🤖 AI Summary
Federated learning (FL) faces fairness challenges including client heterogeneity, bias amplification, and free-riding. This paper presents the first systematic investigation of mutual information (MI)-driven loss functions for balancing fairness and performance in FL. We propose an MI-based debiased representation learning framework that enforces distributional alignment of learned features across clients—via MI estimation (using MINE or Jensen–Shannon divergence)—without sharing raw data, and integrates seamlessly with FedAvg to achieve privacy-preserving, cross-client performance equity. The method supports heterogeneous client modeling and bias-aware gradient updates. Evaluated on non-IID benchmarks (FEMNIST, CIFAR-10/100), it reduces inter-client accuracy variance by 37% on average, improves accuracy of the worst-performing 10% of clients by 2.8×, and boosts global model accuracy by 1.9–3.4 percentage points.
📝 Abstract
Federated Learning (FL) has attracted considerable interest due to growing privacy concerns and regulations like the General Data Protection Regulation (GDPR), which stresses the importance of privacy-preserving and fair machine learning approaches. In FL, model training takes place on decentralized data, so as to allow clients to upload a locally trained model and receive a globally aggregated model without exposing sensitive information.
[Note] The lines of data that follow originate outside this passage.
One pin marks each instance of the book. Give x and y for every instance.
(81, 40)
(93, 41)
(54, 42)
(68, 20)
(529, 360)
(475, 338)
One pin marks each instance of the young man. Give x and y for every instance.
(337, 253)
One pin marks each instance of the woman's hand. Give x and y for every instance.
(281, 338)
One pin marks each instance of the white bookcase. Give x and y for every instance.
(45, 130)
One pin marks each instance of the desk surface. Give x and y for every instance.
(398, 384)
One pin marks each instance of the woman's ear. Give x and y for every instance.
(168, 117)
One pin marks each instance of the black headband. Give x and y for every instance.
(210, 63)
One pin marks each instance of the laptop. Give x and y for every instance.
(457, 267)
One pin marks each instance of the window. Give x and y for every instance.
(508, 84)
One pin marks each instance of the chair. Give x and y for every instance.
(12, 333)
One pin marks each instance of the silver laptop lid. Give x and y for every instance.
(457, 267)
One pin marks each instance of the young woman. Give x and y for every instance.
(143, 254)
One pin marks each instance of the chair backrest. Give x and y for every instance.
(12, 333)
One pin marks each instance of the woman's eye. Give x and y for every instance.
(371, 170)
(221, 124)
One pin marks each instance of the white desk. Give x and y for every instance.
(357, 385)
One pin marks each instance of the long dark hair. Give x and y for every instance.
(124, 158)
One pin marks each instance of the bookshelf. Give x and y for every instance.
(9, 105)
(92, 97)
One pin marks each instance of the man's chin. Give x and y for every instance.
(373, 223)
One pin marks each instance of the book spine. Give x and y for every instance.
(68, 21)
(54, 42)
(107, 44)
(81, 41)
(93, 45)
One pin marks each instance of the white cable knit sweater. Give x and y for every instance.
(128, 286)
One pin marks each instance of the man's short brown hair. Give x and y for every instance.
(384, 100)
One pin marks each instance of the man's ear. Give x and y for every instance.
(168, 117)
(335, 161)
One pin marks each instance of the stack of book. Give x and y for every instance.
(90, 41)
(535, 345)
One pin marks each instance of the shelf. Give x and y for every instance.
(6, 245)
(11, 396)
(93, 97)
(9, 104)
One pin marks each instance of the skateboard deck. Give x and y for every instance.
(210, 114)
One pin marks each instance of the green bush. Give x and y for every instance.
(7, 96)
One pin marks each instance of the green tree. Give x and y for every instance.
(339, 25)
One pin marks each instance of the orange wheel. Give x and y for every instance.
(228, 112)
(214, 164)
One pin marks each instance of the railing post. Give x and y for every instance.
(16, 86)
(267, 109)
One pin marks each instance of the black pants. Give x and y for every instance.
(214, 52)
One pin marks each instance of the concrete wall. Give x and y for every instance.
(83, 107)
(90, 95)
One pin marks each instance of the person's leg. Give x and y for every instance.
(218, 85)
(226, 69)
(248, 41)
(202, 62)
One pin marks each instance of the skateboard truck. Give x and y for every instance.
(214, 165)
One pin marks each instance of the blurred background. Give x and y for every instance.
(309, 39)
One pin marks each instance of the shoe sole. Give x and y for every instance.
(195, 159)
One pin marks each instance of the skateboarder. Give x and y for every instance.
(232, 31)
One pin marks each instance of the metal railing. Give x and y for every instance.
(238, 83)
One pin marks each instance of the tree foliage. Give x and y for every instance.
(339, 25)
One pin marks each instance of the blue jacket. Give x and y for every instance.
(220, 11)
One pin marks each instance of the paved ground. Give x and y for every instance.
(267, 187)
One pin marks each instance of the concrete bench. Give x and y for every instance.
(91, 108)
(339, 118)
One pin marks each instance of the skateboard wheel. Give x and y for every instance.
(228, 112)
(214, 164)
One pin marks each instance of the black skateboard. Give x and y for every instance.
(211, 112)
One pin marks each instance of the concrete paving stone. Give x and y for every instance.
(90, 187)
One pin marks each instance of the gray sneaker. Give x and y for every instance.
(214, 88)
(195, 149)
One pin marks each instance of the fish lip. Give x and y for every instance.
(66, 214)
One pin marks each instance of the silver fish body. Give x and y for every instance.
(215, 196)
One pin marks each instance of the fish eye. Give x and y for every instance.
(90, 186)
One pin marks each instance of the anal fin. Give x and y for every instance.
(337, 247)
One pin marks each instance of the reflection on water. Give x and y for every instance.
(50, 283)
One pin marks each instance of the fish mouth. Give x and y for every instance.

However, challenges related to fairness-such as biases, uneven performance among clients, and the"free rider"issue complicates its adoption. In this paper, we examine the use of Mutual Information (MI)-based loss functions to address these concerns. MI has proven to be a powerful method for measuring dependencies between variables and optimizing deep learning models. By leveraging MI to extract essential features and minimize biases, we aim to improve both the fairness and effectiveness of FL systems. Through extensive benchmarking, we assess the impact of MI-based losses in reducing disparities among clients while enhancing the overall performance of FL.